Two models were run, evaluating percent heavy drinking days and the average number of drinks per week in the 4 weeks following the intervention or matched-control. Both models controlled for age, sex, cigarette smoking status, positive urine THC, and baseline percent heavy drinking days or average drinks per week depending on the drinking outcome model. Z-statistic images were thresholded with cluster-based corrections for multiple comparisons based on the theory of Gaussian Random Fields with a cluster-forming threshold of Z > 2.3 and a corrected cluster-probability threshold of p < 0.05 . This study examined the effect of a brief intervention on drinking outcomes, neural alcohol cue-reactivity, and the ability of neural alcohol cue-reactivity to predict drinking outcomes. Results did not find an effect of the brief intervention on alcohol use in this sample, and the intervention was not associated with differential neural alcohol cue reactivity. Exploratory secondary analyses revealed inverse relationships between differential neural activity in the precuneus and medial frontal gyrus in relation to alcohol-related outcomes, but these relationships were across conditions. The lack of main effect of intervention on either drinking outcomes or on neural alcohol cue reactivity is contrary to the study hypothesis whereby individuals assigned to the brief intervention condition were expected to show greater reductions in alcohol use compared to a no-intervention control condition . In the present study, reductions in alcohol use were observed for both conditions and it appears that simply participating in an alcohol research study at an academic medical center prompted notable behavioral changes. Reductions in drinking following study participation may be attributable to assessment reactivity, in which participants curb drinking after completing alcohol-related assessments and interviews . This phenomenon has been well-documented across several assessment modalities ,vertical grow tables including the AUDIT and TLFB interviews, which were used in the present study.
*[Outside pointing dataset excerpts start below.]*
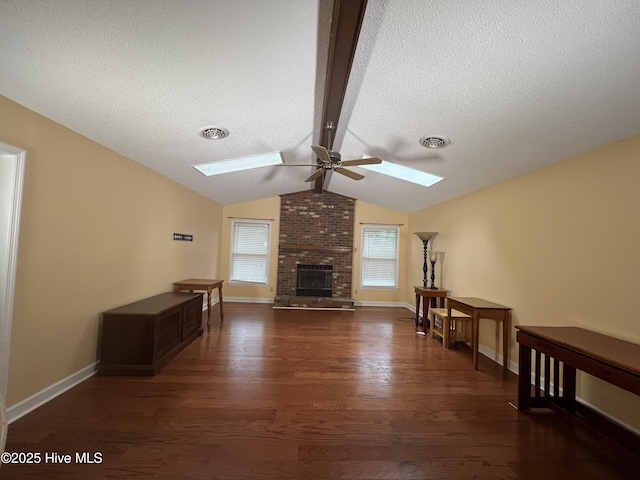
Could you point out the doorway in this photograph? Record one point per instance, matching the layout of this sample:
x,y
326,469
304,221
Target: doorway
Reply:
x,y
12,161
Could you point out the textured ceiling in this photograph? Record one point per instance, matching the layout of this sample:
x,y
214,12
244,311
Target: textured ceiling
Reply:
x,y
515,86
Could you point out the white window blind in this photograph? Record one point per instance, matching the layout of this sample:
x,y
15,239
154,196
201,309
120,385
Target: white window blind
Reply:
x,y
249,251
379,256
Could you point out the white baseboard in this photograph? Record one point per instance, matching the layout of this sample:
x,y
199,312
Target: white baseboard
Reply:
x,y
367,303
43,396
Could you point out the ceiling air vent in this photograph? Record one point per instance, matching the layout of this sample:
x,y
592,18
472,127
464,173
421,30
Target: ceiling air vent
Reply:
x,y
434,142
214,133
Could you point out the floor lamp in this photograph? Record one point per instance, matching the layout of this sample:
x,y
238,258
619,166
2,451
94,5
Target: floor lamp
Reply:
x,y
425,237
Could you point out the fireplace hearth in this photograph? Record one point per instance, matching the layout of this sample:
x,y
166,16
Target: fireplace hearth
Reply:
x,y
314,280
316,237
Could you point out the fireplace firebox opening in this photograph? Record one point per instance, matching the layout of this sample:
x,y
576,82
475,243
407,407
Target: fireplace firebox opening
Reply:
x,y
314,280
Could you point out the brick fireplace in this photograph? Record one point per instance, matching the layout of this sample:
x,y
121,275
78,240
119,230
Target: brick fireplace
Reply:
x,y
316,232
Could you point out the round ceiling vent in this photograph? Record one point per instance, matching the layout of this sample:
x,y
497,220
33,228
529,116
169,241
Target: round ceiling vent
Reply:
x,y
434,142
214,133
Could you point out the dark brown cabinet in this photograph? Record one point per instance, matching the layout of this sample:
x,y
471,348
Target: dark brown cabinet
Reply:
x,y
140,338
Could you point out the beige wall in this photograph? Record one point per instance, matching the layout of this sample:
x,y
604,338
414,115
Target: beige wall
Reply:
x,y
96,233
559,246
267,209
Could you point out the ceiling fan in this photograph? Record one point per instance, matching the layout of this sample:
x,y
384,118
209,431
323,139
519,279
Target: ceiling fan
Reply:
x,y
328,160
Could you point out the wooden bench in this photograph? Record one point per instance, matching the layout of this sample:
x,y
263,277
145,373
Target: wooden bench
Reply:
x,y
456,328
610,359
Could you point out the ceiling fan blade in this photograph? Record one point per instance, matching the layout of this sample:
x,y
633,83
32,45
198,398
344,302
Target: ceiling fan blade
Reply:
x,y
361,161
321,153
315,175
349,173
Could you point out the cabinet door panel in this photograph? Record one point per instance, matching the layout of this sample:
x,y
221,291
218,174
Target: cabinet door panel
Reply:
x,y
168,332
193,319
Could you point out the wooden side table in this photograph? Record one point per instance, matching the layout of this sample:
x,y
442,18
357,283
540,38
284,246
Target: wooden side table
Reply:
x,y
194,285
434,295
477,309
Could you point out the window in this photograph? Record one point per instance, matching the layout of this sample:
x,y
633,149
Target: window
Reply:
x,y
380,256
249,251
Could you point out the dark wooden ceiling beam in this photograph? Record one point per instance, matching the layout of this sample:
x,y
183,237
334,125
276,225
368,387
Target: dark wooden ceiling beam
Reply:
x,y
346,22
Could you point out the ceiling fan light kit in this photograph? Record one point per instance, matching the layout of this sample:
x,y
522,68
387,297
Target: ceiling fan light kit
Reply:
x,y
404,173
213,133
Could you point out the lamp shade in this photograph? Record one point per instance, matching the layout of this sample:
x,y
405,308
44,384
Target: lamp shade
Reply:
x,y
426,236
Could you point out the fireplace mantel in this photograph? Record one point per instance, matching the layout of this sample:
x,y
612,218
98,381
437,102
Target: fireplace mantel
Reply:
x,y
314,248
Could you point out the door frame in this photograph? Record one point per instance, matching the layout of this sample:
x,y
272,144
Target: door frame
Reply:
x,y
12,164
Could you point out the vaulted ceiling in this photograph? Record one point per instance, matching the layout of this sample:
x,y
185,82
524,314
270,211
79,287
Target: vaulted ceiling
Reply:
x,y
514,85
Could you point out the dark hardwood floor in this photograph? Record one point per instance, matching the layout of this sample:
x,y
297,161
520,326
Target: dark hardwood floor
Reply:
x,y
291,394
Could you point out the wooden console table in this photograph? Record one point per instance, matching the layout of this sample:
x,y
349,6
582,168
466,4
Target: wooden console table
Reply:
x,y
195,285
141,337
610,359
477,309
434,296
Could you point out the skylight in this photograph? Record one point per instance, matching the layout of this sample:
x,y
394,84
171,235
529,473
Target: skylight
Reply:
x,y
403,173
238,164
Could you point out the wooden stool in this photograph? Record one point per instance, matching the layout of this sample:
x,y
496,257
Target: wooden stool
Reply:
x,y
454,329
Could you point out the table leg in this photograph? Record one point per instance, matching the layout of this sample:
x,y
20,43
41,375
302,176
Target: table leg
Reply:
x,y
569,387
474,337
221,307
524,378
In addition, recent studies have highlighted the fact that single session interventions, while efficacious in relatively large RCTS, have modest effect sizes .

As such, the present study may have been under powered to detect small effects sizes, which may account for the null findings regarding intervention effects on drinking outcomes. Future studies are encouraged to recruit larger samples of non-treatment seeking participants to better detect small effects. Furthermore, this finding should be considered in light of the sample, which was comprised of non-treatment seekers from the community, which is not the typical sample evaluated in brief intervention research. However, non-treatment seeking individuals with similar alcohol use characteristics are open to participating in brief interventions . Also of note the drinking outcomes in this study were evaluated using variables derived from the TLFB as the primary outcome measure. There is some evidence that some individuals under-report substance use when the TLFB is administered by an interviewer rather than a computer , potentially due to a social desirability bias in which participants wish to appear favorably to the interviewer. In the present study, the TLFB assessment was conducted by a trained research assistant and not the clinician who delivered the brief intervention in order to reduce this bias. However, the TLFB is a retrospective self-report measure and as such is subject to limitations including inaccuracies in participant recall. Alcohol use was also not biologically verified in this study. In light of the null findings regarding intervention effects on drinking in this study, it is perhaps not surprising that intervention condition was not associated with differences in neural cue reactivity in this sample. While it has been argued that neuroimaging techniques may be sensitive to mechanisms of behavior change , in the present study, neural processing of alcohol taste cues was no more sensitive to intervention effects than traditional measures of drinking outcomes. It should be noted however, that the alcohol taste cues task used in this study was abbreviated from its original version in order to increase the number of trials without substantially increasing scan duration. Additionally, the current version of the task used water as a control condition, while the original version employed an appetitive control condition in the form of litchi juice.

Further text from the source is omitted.